Are you in a rut of negative interaction with someone? What would happen if you started being kind? I told the story last month of the Weissers, who overcame hateful attacks by kindly offering to help their attacker. That is an extreme example, but perhaps you can think of someone who rubs you the wrong way, someone who might respond to a kind gesture. Even if the other person does not respond, you might feel better. Give it a try and see what happens.


  1. It is so hard to fake kindness - at least for me. So I really respect someone who's able to do it. It's interesting to see how it changed Grace and Mia's relationship. Obviously it does work. I think I needed to read this today. Thank you.

  2. Not feeling the love, Galen. I am trying but keep getting defeated by life right now. At CVS, trying to get calcium for Sam (see blog for details), I was told the pills were not for kids...fine, but what else is there? The pharmacist looked at me with distain and told me most kids don't need it because they drink milk and I should try it. You can imagine my response...given that my son does drink milk and gets more than his daily allowance of calcium already...could not for the life of me find a way to be positive to this man...sorry :(

  3. Galen: What if I am already nice? Do I lose my dollar? I really do await your philosophical response. I find the subject fascinating.

  4. Chrissy--I think the reason it worked for Grace and Mia was that it simply broke their pattern. I have found in my own life that sometimes I've been able to change someone's negative attitude with a smile or a kind word.

    JackSamMum--Perhaps after you beat the c--p out of this insensitive person, you could smile sweetly and say, "Have a nice day." I'm joking, but I'm not making light of your experience. I'm sorry that happened to you. Don't worry about whether you were kind to him. Be kind to yourself.

    JJ--No, you won't lose your dollar for already being nice. This wisdom was born out of the philosophy of desperation. I'm glad you find the willingness of an exasperated parent to pay for good behavior fascinating! Your comments always bring a smile!

  5. Hello Galen,
    I'm a very pragmatic kind of guy and I say whatever works to initiate behavioral change. Kindness isn't my strong suit but here is a quote that helps me get it - "Be kind, for everyone you meet is fighting a hard battle". Goethe


  6. Maybe because I have been so KIND over my lifetime is why I have no money?

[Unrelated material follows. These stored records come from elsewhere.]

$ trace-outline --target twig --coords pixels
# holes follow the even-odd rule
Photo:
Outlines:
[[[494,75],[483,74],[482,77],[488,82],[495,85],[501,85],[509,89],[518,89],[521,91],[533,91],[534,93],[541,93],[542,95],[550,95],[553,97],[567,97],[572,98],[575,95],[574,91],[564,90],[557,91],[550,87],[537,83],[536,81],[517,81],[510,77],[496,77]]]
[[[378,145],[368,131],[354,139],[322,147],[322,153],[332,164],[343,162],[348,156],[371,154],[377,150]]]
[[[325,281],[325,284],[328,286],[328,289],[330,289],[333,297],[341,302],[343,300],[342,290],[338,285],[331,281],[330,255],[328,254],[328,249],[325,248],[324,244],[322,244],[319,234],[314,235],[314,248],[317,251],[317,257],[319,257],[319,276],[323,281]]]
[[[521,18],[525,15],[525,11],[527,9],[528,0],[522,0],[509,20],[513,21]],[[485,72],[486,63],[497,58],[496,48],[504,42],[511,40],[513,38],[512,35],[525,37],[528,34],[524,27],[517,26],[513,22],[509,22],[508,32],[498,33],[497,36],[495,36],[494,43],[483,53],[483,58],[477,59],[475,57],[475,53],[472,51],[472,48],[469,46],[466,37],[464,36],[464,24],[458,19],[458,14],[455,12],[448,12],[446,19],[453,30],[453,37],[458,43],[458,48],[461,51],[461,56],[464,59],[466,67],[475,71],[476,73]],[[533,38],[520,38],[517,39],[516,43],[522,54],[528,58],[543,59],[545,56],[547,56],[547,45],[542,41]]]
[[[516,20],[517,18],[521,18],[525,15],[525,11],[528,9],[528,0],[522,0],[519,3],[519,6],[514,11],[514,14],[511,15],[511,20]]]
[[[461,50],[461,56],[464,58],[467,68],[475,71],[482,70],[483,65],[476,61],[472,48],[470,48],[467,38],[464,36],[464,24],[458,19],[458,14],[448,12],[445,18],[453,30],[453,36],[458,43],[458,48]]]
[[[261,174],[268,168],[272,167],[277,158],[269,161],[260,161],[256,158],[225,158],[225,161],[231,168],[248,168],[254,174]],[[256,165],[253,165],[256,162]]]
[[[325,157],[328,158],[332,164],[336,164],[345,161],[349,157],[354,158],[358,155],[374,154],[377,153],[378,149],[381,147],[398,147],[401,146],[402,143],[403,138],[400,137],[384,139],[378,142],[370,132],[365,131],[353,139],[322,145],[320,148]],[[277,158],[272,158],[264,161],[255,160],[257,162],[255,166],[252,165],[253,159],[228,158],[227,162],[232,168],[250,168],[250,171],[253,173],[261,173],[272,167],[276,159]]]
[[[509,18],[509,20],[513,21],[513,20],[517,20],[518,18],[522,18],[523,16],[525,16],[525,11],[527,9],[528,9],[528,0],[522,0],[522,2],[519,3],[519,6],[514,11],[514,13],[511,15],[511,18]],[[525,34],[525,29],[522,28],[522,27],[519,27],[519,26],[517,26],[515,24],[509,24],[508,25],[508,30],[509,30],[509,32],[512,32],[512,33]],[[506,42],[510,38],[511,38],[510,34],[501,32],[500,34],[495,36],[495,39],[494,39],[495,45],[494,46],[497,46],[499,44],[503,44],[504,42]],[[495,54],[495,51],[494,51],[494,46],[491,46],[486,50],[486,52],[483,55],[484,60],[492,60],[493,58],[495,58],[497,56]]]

My motto should be kindness leaves one broke!

    I would play a game with my sister, I would just listen and she attempt constant control - her attacks have continued for low these 60 years. Finally when she turned me over to Adult Protective Services and made felony charges - I hired a lawyer for her to talk to and I no longer listened to her. It was expensive but kind.

    I think the secret in your story is that both girls had a lovely parent who was willing to help them figure IT out...not making the situation a larger competition for you affection and attention.

    Thank you for sharing

  7. Riley--Thank you for sharing that quote. We really don't know what someone else is going through. It's helpful to remember that.

    Patricia--Your last few comments suggest that you are going through a difficult time, or that you have in the past. It sounds like you believe that people have taken advantage of you because of your kindness. It is hard sometimes to distinguish between kindness and good boundaries. I know I've had trouble with that in the past. I appreciate your sharing your perspective.

  8. I guess my reply was too are very perceptive Galen...I was abused by a sibling most of my life and I have had very poor boundaries for a long time as a result.

    I absorb peoples emotions all the time...and am working with someone now to learn how to control this energy problem.

    Teaching Emotional IQ was a very great teacher for me...we often teach what we need to learn!

  9. Hmmm...very good idea of making friends out of two young fighting-cocks…I’m seeing now that there’s just a lack of motivation of 2 people that don’t get along…I didn’t see it this way before. If I ever have kids in the future who don’t get along very well, I’ll know what to do.;) Thanks for sharing.